Markmonitor touts itself as an expensive but reliable registrar. I don't know what it costs.

toast0 4 hours ago | parent [-]

IIRC, when I used it for my employer .com was $100/domain year, registry lock for eligible tlds was $1000/domain year (I forget if that included the domain), and there was a minimum annual spend that I don't remember, but might have been $10k-$30k. They have new ownership since then, so I dunno.

The only issue we had was when we wanted to change our nameservers and our authorized contact for registry lock didn't answer the phone for the verification call, so we had to postpone the change for the next day. But that's what is supposed to happen, so no big deal.

Better than networksolutions changing our nameservers when one of their support agents got phished.

mihaaly 4 hours ago | parent | prev | next [-]

> They're more likely to have established processes that work for all sorts of cases.

In my experience the sentence is only correct this way: "They're more likely to have established processes for all sorts of cases"

They have lots of clients. They have big opportunities to streamline support (which is a cost center). ... do you see where it leads? Read the OP, if not!

crazygringo 2 hours ago | parent [-]

> do you see where it leads? Read the OP, if not!

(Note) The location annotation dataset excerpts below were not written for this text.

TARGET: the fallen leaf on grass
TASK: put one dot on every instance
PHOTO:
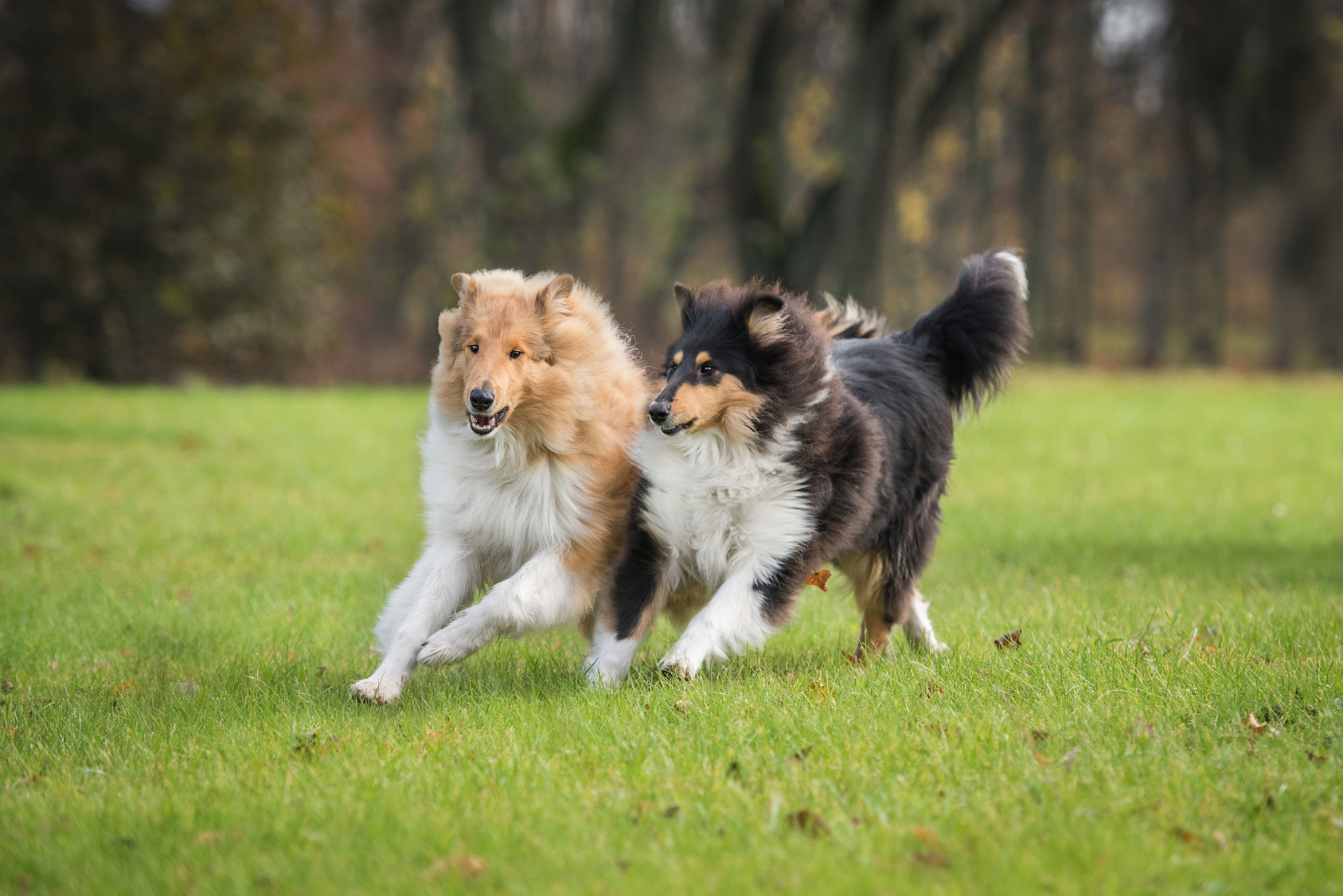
(809, 822)
(467, 866)
(819, 691)
(819, 578)
(927, 837)
(1141, 728)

Read the last paragraph in my comment.

mihaaly 4 hours ago | parent | prev [-]

> When you're a business and want something reliable, picking the most popular provider is usually a strategy that works decently well.

That is also at least 10 years old stale matter. Have you ever read people wrongly being locked out from a BIIIIG provider unable to get through to get remedy? Apparently no. I did. I am sure several other people here did too.